In this tactical analysis I will be using the vocabulary I developed in my guidebook to middle-distance tactics, available here on thcson.com. This time I will analyze men’s round 1 and heat 2 at the London Olympics.
Race video on YouTube
Determined by season bests as reported in the start lists.
Average contestants: Driouch, Brannen, Bustos, Özbilen, Baddeley, Aarrass, Wolde, Wheating
Underdogs: Sandells, Shaween (although his 3.31 record from 2011 might justify a move to the upper categories), Jurkevics, Mohamed
This heat also included one inferior runner who fell behind early.
This heat was somewhere between slow and fast, with split times 57,81 – 2.00,03 – 2.58,57.
Two runners starting at opposite sides of the track are of interest in this start. Sandells starts on the inside and seems to make a deliberate acceleration to the front. He clearly would be very tightly boxed in had he allowed Bustos to take the lead. His pre-race strategy must be to avoid being boxed in and he carries it out successfully. Wheating, starting on the outside as number 14, wisely utilizes the space left open by runners 9-13 as they push inward too early. Wheating doesn’t start very fast but looks to his left, sees that the field is four runners wide there and decides to move up to second place as the curve begins. This illustrates how outside starters can make tactical decisions in the start while inside runners cannot.
The jog is uneventful in this race, as Sandells leads the field. It’s interesting to contrast the tactics employed by the underdogs Sandells, Shaween and Jurkevics in the jog. Sandells stays in front, keeps a steady, slow pace and makes no effort to get away from his position. For an underdog in the lead this is probably the worst possible tactic. Jurkevics on the other hand runs restlessly on the outside, often moving outward instead of inward. He spends a lot of extra energy particularly in the curves 500-600 and 700-800. A favorite such as Kiplagat can afford this, but an underdog can not. Shaween ends up in third place in the red queue and stays there throughout the jog, exactly as an underdog should.
Sandells accelerates the pace in the surge to stay in front. At this point of the race this might be the only possibly tactic for him. If the runner beside him had been pre-race favorite Kiplagat from 1000-1100, then the right tactical move for Sandells would certainly have been to let Kiplagat take the lead and try to follow him. But Kiplagat stayed on the outside in third or fourth place in the surge, with no intention to take the lead.
This heat is so fast that the sprint is not crowded. The top runners pass Sandells with ease and the qualifiers clearly separate themselves from the rest. Shaween’s patience is impressive from 1200-1300 as he remains in lane 1 behind Sandells to the end of the straight. He takes the risk that he might be stuck behind a former leader in the curve. This could have been costly since Sandells fades badly in the second sprint.

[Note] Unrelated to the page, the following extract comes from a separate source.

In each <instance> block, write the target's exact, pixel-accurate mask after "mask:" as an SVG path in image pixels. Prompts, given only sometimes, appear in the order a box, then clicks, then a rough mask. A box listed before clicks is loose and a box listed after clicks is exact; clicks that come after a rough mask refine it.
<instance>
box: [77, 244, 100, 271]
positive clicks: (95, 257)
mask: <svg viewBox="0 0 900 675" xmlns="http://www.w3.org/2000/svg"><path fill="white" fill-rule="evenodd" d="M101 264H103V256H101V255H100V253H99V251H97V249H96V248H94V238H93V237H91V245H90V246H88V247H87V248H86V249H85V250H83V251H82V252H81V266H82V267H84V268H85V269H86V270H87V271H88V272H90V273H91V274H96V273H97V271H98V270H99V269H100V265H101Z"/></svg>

I would think that Shaween’s calm derives from the way he’s feeling – he’s clearly a capable sprinter with a lot of strength left. But also, this is a heat where the six first runners go through by right, and a heat which has been run at a reasonable pace, so the odds are good that he will have enough time and room to move into the top six even if he has to pass Sandells in the curve.
Wheating is not as calm as Shaween when he chooses to move out at 1150 instead of in, where a place behind Bustos is waiting for him. Wheating runs the entire lap in lanes 2 and 3 and actually qualifies for the next round with his time. He doesn’t seem to have the ability to switch pace quickly, since his closest opponents clearly accelerate away from him at 1200. But he does maintain his speed better through the long sprint. Runners whose strength is maintaining speed may indeed need to be on the outside in the sprint where there’s less chance of disturbance.